The first thing you need is a board with an SAMD chip. The MicroPython software supports the SAMD chip itself and any board should work. The main characteristic of a board is how the GPIO pins are connected to the outside world, and whether it includes a built-in USB-serial converter to make the UART available to your PC.
Names of pins will be given in this tutorial using the board names (“D0”) and it should be straightforward to find which pin this corresponds to on your particular board.
Powering the board¶
If your board has a USB connector on it then most likely it is powered through this when connected to your PC. Otherwise you will need to power it directly. Please refer to the documentation for your board for further details.
Getting the firmware¶
Firmware versions are provided at the MicroPython download page.

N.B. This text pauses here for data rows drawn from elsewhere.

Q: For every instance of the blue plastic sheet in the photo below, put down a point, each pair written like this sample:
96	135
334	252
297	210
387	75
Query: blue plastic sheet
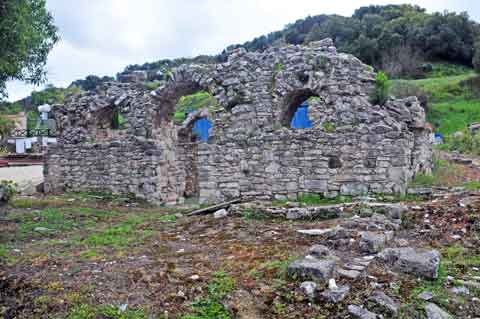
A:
300	119
201	129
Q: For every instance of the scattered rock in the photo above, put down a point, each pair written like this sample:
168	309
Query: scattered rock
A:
426	295
312	268
385	302
349	274
316	232
411	261
319	251
220	213
243	305
460	290
471	284
424	192
309	288
337	294
361	313
318	212
371	242
42	230
435	312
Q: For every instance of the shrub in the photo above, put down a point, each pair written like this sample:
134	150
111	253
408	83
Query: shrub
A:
153	85
382	88
403	61
464	142
403	89
476	56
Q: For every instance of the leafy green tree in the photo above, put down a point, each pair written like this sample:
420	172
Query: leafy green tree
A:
382	89
27	34
476	56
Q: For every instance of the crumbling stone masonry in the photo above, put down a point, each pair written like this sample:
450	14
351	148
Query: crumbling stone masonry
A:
123	139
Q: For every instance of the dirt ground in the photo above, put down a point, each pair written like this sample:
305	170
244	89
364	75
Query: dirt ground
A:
88	256
26	177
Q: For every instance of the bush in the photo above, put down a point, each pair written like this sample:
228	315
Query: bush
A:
464	142
403	89
476	56
403	61
382	89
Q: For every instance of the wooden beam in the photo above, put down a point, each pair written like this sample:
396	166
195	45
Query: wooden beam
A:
214	208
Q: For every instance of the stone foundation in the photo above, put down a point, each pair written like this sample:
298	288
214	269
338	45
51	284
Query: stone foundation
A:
353	147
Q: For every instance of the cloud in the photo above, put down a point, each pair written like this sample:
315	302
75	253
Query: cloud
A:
102	37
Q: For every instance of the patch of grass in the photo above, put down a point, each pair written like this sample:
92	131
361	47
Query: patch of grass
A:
311	199
440	89
193	102
86	311
444	173
170	218
89	254
329	127
153	85
51	219
211	307
472	185
440	70
37	203
452	116
4	252
120	235
423	180
251	214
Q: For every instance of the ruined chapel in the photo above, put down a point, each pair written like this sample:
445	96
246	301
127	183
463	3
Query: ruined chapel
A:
286	121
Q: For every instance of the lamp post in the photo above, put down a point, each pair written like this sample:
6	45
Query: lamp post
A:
43	109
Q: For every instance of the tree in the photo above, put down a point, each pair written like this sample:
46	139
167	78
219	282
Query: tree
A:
27	34
476	56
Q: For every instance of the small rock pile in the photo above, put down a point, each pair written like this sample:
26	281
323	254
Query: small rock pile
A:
367	239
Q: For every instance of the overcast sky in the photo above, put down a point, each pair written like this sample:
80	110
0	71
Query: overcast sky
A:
101	37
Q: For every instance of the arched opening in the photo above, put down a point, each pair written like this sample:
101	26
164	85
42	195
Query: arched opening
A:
192	102
110	123
201	128
300	118
296	110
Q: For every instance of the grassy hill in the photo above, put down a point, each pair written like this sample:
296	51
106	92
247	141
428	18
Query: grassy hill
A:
453	98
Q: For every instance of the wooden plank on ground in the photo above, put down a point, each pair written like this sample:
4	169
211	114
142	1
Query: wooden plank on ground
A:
214	208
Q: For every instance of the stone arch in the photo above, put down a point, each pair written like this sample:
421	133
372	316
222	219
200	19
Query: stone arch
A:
292	102
108	122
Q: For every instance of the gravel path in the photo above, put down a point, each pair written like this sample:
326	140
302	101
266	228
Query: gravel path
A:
26	177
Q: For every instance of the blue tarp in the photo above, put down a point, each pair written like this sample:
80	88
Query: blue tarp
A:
300	119
201	127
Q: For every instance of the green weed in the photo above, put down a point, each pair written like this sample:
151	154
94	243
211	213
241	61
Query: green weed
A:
119	236
86	311
310	199
211	307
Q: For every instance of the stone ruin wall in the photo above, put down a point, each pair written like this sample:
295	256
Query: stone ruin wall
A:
354	147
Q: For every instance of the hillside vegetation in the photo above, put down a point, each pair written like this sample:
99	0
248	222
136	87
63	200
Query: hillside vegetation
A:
452	98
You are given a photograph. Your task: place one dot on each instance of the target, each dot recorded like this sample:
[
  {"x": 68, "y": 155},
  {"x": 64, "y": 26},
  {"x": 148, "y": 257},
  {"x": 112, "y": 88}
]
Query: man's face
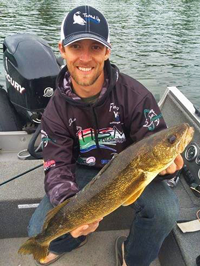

You can download the most recent MicroPython firmware .uf2 file to load onto your SAMD device. From that download page you have two main choices:
stable firmware builds
daily firmware builds
If you are just starting with MicroPython, the best bet is to go for the stable firmware builds. If you are an advanced, experienced MicroPython SAMD user who would like to follow development closely and help with testing new features, there are daily builds. They run through the same rigid internal test sequence as the stable builds, but the firmware features may change.
Deploying the firmware¶
Once you have the MicroPython firmware you need to load it onto your SAMD device. Most of the boards support the following easy procedure for firmware upload.
Connect the board by an USB-A/USB-Micro cable to your PC.
Push the reset button twice. Then, a drive should pop up at the PC’s file manager. Many boards have a on-board RGB LED, which first lights up red, and then changes it’s colour to green. The timing of the double push is sometimes tricky. So you may have to try to get the proper rhythm.
Copy the .uf2 file to that newly opened drive. A LED on the board may flash a while. When the copy is finished, the board drive will disappear and the RGB led will turn from green to the initial state.
Once you have the firmware on the device you can access the REPL (Python prompt) over USB.
From there you can follow the SAMD tutorial.
Troubleshooting installation problems¶
If you experience problems during flashing or with running firmware immediately after it, here are some troubleshooting recommendations:
Be aware of and try to exclude hardware problems. There are two common problems: bad power source quality, and worn-out/defective Flash ROM. Speaking of power source, not just raw amperage is important, but also low ripple and noise/EMI in general. The most reliable and convenient power source is a USB port.